Unfortunately for President Obama, this is the highest point he would ever see on this poll question. Since then (since Obama's "honeymoon period" wore off), the right track numbers slowly fell, and the wrong track numbers climbed, until Obama saw the worst pessimism of his first term in office roughly a year ago. Last October, the Real Clear Politics average for this question hit the Bush-level low of only 17 percent right track to a whopping 76.5 percent who thought America was on the wrong track -- a deficit of almost 60 points.

Since this nadir, however, Americans' optimism has been slowly recovering. As the economic news got better at the beginning of 2012, the right track number grew to a high of 35 percent at the end of February. For the rest of the year, however, the right track number fell back slightly, staying in the low 30s range and never again hitting above 34 percent. At the beginning of this month, right track was at 32 percent and wrong track was roughly double that, at 62.8 percent.

At the end of the first week of September, though, this changed for the better in fairly dramatic fashion. Pollsters started reporting right track numbers of 39, 40, even 42 percent. Wrong track numbers fell to lows not seen since 2009. Within days, the averages hit 38.8 percent right track and 55.2 percent wrong track at Real Clear Politics.

Depending on how you measure it, this represented a 5- to 10-point shift towards optimism inside of a single week -- which is pretty astounding. Seen on a chart, it is a major spike upwards in a very short period of time.

What caused this optimistic shift in the American mood is open to interpretation, as always. Pollsters don't ask things like, "Why are you more optimistic now than you were two weeks ago?" which leaves us all to draw our own conclusions. However, two events took place during the week when things spiked, and both likely had an impact. The first was the Democratic National Convention, and the second was the monthly release of unemployment data. Again, how much either influenced people is open to interpretation.

My guess is they both helped. Seeing Bill Clinton explain things (and seeing the Democrats put on a rather optimistic show all around) may have reminded a whole bunch of people why they elected Barack Obama in the first place. The national unemployment rate fell from 8.3 percent to 8.1 percent, and this was trumped as "very bad news" by pundits left, right, and center -- but in this case, Americans may have focused on the actual numbers rather than the pundits.

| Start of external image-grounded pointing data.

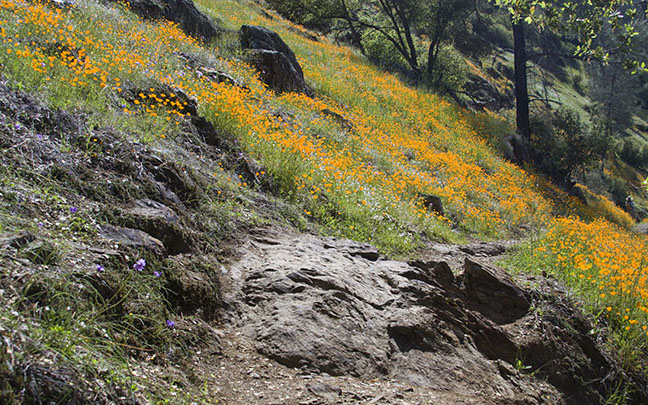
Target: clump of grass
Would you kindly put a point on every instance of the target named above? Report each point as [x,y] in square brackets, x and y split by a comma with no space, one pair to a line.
[604,264]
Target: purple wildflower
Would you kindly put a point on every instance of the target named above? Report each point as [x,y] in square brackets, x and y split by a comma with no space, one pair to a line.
[139,265]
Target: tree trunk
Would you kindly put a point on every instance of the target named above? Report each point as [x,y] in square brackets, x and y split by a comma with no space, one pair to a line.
[521,86]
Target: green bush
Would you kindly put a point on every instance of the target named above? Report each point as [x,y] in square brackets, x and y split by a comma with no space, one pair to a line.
[563,143]
[634,153]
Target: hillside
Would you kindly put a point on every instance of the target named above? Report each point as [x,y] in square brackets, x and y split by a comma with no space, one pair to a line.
[182,222]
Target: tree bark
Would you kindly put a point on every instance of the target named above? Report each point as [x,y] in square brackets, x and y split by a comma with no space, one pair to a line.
[521,85]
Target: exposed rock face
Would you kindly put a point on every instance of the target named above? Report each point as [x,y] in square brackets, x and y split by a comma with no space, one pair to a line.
[182,12]
[336,307]
[274,59]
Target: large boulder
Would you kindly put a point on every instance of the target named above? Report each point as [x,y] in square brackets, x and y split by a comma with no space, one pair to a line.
[274,59]
[182,12]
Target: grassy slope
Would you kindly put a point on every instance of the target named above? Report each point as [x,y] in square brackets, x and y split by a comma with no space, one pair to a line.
[363,184]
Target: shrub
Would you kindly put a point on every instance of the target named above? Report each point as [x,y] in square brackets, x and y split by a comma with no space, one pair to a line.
[563,143]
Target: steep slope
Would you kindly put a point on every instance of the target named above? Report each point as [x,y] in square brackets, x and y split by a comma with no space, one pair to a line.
[154,189]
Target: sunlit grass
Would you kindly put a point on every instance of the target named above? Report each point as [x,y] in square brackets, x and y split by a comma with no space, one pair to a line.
[363,180]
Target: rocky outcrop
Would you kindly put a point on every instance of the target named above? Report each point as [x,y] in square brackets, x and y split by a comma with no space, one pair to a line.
[182,12]
[275,61]
[337,307]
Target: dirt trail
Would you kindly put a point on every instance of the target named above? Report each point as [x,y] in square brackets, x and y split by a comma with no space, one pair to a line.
[316,320]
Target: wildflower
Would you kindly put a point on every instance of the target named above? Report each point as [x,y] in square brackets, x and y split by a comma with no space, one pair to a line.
[139,265]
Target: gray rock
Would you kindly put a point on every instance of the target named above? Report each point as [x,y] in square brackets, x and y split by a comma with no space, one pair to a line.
[16,240]
[274,59]
[493,293]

It is almost impossible to make the argument that this development in optimism does anything other than help Obama's chances for re-election. Now, a sharp spike in optimism can, in certain cases during an election, signal good news for a challenger over an incumbent. If, for instance, the race were an absolute blowout for Romney at this stage, then the rise in optimism might be attributed to the American public knowing Romney will win, and getting more optimistic about a future under President Romney. As I said, though, it's extremely difficult to make this case right now, for the simple fact that Romney is nowhere near the "absolute blowout" level. Most recent polls, in fact, show he's going to lose. In most cases, a more optimistic public right before a presidential election favors the incumbent. As it does in this case.

Of course, this doesn't mean it's time to pop champagne corks and celebrate Obama's second term quite yet. There are all kinds of caveats. Even a split of 40 percent optimistic to 55 percent pessimistic still leaves a 15-point gap in the wrong direction. This is much better than a 2-1 split the wrong way, though, or even Obama's low point of being almost 60 points behind on the question.

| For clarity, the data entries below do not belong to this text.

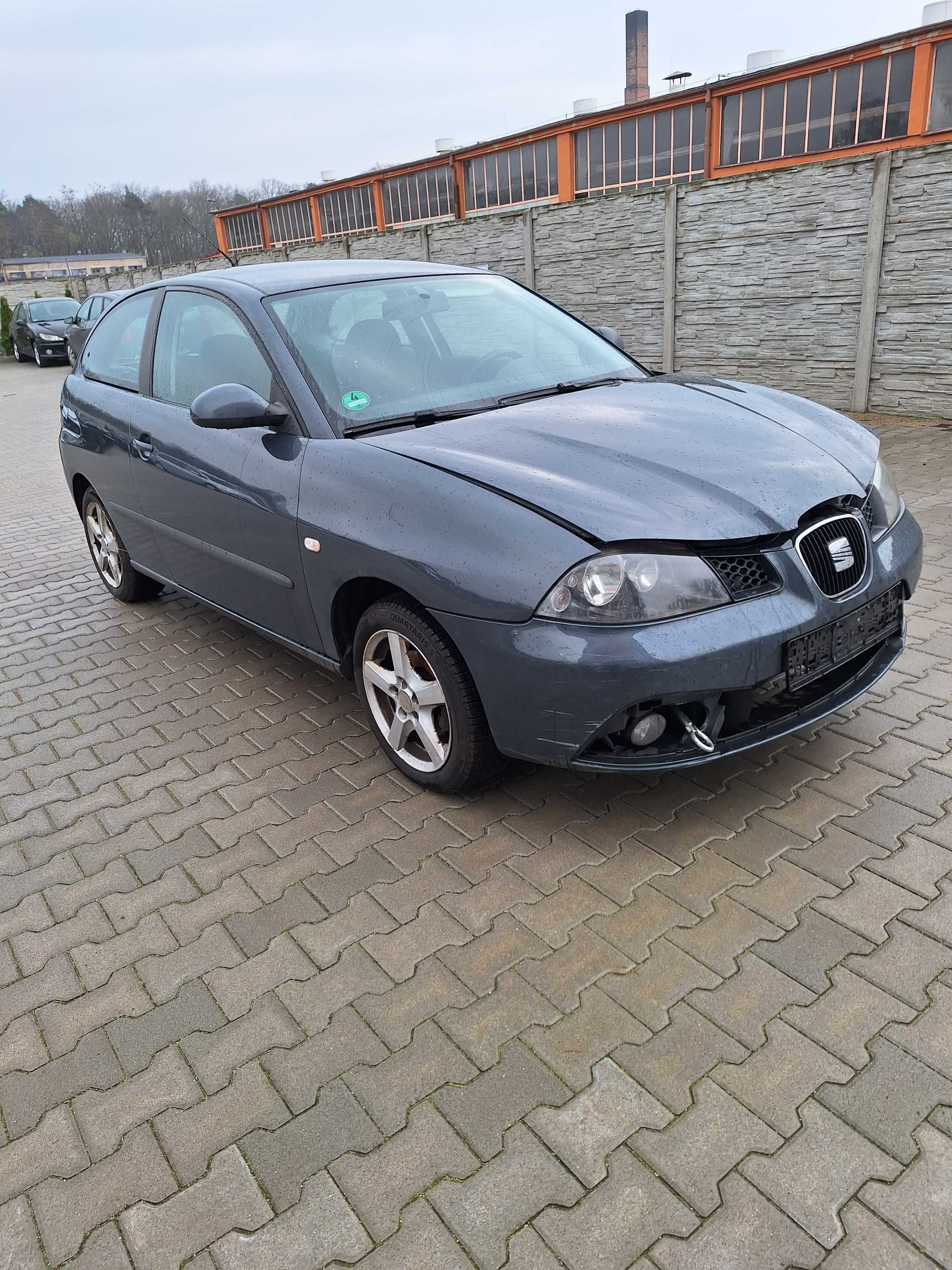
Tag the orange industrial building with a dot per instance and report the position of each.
(884, 94)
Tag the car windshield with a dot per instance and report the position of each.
(53, 310)
(437, 345)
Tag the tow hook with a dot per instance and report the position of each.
(700, 738)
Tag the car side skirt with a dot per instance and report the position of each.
(322, 660)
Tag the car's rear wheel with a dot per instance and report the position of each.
(421, 700)
(111, 558)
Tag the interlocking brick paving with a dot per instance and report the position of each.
(264, 1004)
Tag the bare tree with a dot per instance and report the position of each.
(166, 225)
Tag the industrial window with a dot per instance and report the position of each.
(290, 223)
(846, 107)
(243, 232)
(660, 149)
(506, 178)
(941, 106)
(419, 196)
(347, 211)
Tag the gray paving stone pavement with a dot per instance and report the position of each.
(263, 1004)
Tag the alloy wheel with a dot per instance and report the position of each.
(103, 545)
(407, 700)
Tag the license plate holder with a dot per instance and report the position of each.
(818, 652)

Obama's poll bounce may not hold and may fade away -- polling on the right/wrong track question is not done as often as other polling, and Rasmussen seems to have an outsized influence on the averages due to polling the question more than others.

The trend, since it appeared so immediately, may reverse itself, hold steady, or increase in the coming weeks. But there are only so many weeks left before the election. For now, the Obama team has to be pleased at the turn in America's outlook. It's a lot easier to make the "four more years" argument when people are already feeling better about the country's future, to put it another way.